IA et Coaching. Une réalité en devenir?

Journée d’études ICF Hauts de France le 18 Janvier 2020.

Coaching et IA : une réalité en devenir.

Atelier de la Commission IA/ Digital et Coaching ICF-France

Sarah Thevenet et Edith Coron

Cet article vise à partager les échanges et réflexions qui ont eu lieu lors de cet atelier.  

Le développement du digital et de l’Intelligence Artificielle amènent une transformation des métiers et de la société et fait également irruption dans le coaching. Comme d’autres professionnels, les coachs s’interrogent sur l’impact de ces technologies sur leur métier.                                                                                   

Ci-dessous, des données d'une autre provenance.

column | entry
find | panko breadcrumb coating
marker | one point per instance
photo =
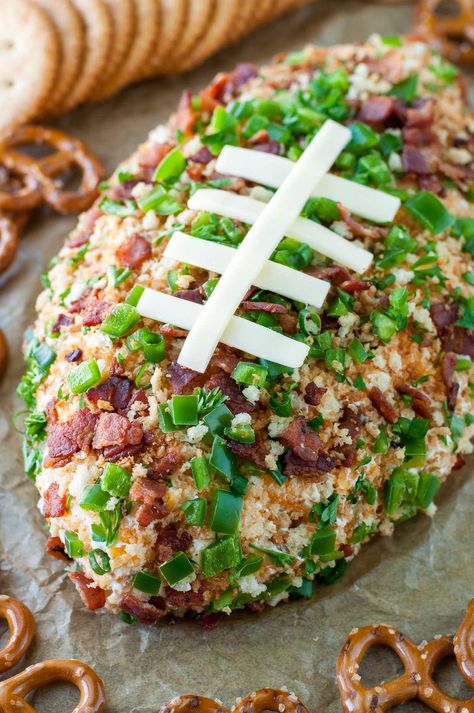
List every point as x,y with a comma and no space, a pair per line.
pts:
264,481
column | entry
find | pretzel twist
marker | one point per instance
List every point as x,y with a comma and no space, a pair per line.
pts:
265,699
13,690
37,184
452,36
419,664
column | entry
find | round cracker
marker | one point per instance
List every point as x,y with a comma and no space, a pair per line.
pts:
98,25
72,43
147,34
218,34
196,22
173,15
29,61
124,21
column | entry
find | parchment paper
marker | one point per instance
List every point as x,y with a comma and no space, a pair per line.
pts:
420,580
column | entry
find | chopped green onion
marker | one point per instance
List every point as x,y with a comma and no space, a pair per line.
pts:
223,460
73,545
84,376
147,582
95,498
194,511
99,561
171,166
177,568
200,471
226,509
430,212
121,320
116,480
220,555
250,373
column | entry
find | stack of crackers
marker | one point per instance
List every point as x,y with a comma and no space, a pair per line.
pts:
57,54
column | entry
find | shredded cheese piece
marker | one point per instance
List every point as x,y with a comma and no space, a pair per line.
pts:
324,241
259,243
274,277
271,170
239,333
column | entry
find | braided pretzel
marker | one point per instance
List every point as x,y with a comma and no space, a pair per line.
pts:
266,699
419,663
37,174
14,689
452,36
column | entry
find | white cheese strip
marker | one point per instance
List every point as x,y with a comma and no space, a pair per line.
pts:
259,243
274,277
239,333
271,170
322,239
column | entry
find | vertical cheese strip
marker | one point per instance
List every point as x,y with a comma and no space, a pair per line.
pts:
271,170
259,243
239,333
274,277
322,239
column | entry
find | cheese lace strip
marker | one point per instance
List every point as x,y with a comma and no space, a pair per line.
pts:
259,243
240,333
271,170
323,240
274,277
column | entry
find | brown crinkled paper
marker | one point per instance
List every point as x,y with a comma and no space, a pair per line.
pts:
419,581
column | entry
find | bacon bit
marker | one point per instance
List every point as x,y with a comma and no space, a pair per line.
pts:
62,321
383,405
184,119
289,323
351,422
254,452
116,391
420,402
65,439
145,612
236,402
133,252
360,229
203,156
271,146
94,312
166,465
115,430
54,504
74,355
353,286
182,380
414,161
304,442
270,307
183,600
55,548
376,109
148,491
313,394
336,274
452,387
323,463
91,595
190,295
209,620
85,229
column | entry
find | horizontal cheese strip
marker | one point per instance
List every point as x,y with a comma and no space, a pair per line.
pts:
240,333
271,170
274,277
322,239
259,243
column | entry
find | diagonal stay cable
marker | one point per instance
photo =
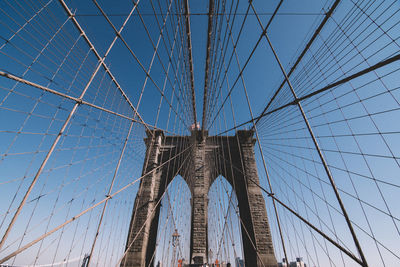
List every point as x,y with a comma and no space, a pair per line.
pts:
322,158
189,44
77,100
310,42
106,68
57,139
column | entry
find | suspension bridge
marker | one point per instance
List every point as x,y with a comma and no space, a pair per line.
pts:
184,133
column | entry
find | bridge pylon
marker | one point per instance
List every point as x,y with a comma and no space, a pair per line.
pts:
207,158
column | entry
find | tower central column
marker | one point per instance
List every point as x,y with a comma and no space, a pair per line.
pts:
200,185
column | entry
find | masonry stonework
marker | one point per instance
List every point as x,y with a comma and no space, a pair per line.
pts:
206,158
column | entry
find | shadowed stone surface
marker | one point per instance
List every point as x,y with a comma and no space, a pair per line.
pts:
206,157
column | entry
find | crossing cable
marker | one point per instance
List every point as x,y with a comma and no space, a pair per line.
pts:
218,156
256,132
189,44
222,55
90,255
87,210
307,47
101,61
106,68
378,65
347,252
328,173
247,60
148,76
208,58
186,98
128,247
22,126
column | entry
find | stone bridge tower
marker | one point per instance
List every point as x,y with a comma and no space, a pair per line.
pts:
208,157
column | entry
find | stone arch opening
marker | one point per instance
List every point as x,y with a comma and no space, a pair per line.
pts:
175,215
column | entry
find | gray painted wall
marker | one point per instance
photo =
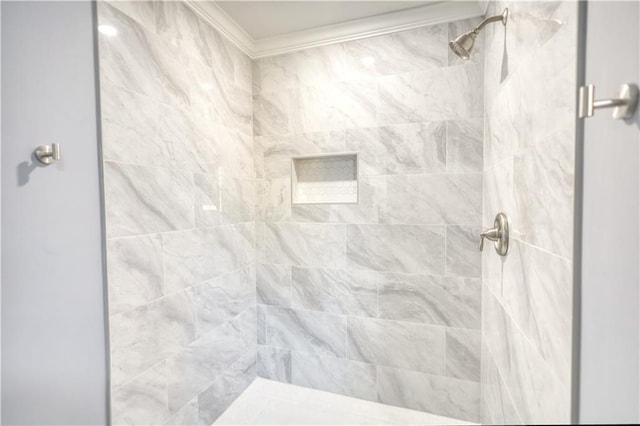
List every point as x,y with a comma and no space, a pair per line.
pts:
610,347
53,332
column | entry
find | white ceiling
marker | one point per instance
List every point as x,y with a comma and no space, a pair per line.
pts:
264,19
266,28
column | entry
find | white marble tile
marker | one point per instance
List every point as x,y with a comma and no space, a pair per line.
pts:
273,284
464,146
224,297
134,269
434,199
396,344
412,148
450,301
308,331
144,336
334,290
305,244
274,363
215,399
195,256
196,367
397,53
331,374
143,200
463,257
397,248
143,400
463,353
440,395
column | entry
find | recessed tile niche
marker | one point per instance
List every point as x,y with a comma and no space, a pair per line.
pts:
325,179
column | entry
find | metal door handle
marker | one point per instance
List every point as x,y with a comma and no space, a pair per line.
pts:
624,105
48,154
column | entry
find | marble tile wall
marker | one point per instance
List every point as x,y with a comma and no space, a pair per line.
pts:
180,193
529,143
379,300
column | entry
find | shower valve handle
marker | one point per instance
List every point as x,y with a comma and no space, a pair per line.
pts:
492,234
499,234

ICF- France en tant qu’organisation professionnelle, à travers la Commission IA/ Digital et Coaching, a engagé une réflexion sur ce sujet. Quelques questions émergent :

Quelle évolution le digital et l’IA amènent-ils dans le métier de coach ? Au service de qui ? Comment les coachs peuvent-ils intégrer le digital dans leur coaching et pourquoi ? Quel peut en être l’impact sur la relation avec le client coaché ? A terme, le digital et l’IA peuvent-ils remplacer ou « augmenter » le coach ?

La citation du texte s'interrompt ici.